Face à la presse, ce samedi, le Premier ministre adjoint a défendu la continuité du MMM au gouvernement.

« La crise aura eu son bon côté », affirme Paul Bérenger, qui transforme les récentes frictions au sein du gouvernement en tremplin pour un « nouveau départ », avec la réforme électorale en fer de lance.

Lors d’une conférence de presse à son bureau à l’Hôtel du gouvernement, samedi, le Premier ministre adjoint et leader du MMM a tenu à clarifier sa position et celle de son parti face aux tensions récentes au sein de l’Alliance du Changement. Au-delà d’un bilan de la première année de coalition, il a esquissé des engagements concrets pour un « nouveau départ ».

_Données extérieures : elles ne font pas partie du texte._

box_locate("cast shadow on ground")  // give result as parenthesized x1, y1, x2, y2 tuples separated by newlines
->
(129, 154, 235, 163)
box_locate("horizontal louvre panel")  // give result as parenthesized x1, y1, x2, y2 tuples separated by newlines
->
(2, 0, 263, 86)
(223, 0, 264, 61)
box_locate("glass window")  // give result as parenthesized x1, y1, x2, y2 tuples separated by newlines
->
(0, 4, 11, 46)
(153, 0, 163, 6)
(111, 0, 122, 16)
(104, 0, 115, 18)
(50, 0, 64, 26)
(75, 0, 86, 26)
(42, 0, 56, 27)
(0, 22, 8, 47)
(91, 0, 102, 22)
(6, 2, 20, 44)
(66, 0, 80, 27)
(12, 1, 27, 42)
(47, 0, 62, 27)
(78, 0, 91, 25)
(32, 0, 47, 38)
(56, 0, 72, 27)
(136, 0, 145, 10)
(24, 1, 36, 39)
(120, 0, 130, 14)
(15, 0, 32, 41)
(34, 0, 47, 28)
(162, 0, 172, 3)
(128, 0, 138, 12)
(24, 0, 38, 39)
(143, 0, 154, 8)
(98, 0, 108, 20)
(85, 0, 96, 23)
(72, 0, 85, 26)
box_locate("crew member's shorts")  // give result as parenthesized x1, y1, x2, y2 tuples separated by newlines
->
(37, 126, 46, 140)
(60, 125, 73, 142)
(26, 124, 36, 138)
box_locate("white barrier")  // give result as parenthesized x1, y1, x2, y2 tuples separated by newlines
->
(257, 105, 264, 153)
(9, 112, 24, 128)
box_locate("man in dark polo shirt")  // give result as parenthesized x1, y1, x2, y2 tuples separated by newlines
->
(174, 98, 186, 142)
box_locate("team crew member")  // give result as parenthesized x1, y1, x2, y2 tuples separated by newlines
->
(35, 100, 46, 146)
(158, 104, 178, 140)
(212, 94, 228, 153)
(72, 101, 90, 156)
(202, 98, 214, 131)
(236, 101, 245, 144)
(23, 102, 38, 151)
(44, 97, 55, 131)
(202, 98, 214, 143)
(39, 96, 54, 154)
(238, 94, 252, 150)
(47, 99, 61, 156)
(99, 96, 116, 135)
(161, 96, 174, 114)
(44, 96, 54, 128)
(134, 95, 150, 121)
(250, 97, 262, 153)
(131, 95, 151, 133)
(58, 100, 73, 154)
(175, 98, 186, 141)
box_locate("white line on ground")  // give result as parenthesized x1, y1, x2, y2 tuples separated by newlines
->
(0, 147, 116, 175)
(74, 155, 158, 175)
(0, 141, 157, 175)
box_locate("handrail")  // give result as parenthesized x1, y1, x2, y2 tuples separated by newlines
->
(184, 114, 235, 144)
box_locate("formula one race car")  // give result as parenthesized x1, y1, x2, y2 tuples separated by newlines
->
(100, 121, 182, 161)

Paul Bérenger a ouvert sa conférence en rectifiant les rumeurs. « Contrairement à ce qui a été dit, la décision de rester au gouvernement n’est pas une décision personnelle. Ce que j’ai recommandé au comité central, qui s’est réuni juste avant (NdlR, lundi 17 novembre), c’est qu’on reste au gouvernement après que j’ai eu deux rencontres avec Navin Ramgoolam, le 15 novembre et le 17 novembre », a-t-il expliqué. C’est à la lumière de ces entretiens que le comité central a validé cette orientation, marquant une relance de l’alliance.

Aux questions des journalistes, Paul Bérenger a précisé sa position personnelle : « Je ne demandais pas que le MMM quitte le gouvernement. Ma décision portait uniquement sur mon rôle en tant que Premier ministre adjoint. C’est moi qui devais décider si je me retirais ou non, et ensuite, le parti prendrait la sienne. »

Le leader du MMM a salué les acquis de la première année au pouvoir, depuis les élections de fin 2024. « Le plus grand accomplissement de l’Alliance du Changement a été de mettre fin au règne du MSM. En dix ans, ils ont fait beaucoup de tort au pays », a-t-il affirmé.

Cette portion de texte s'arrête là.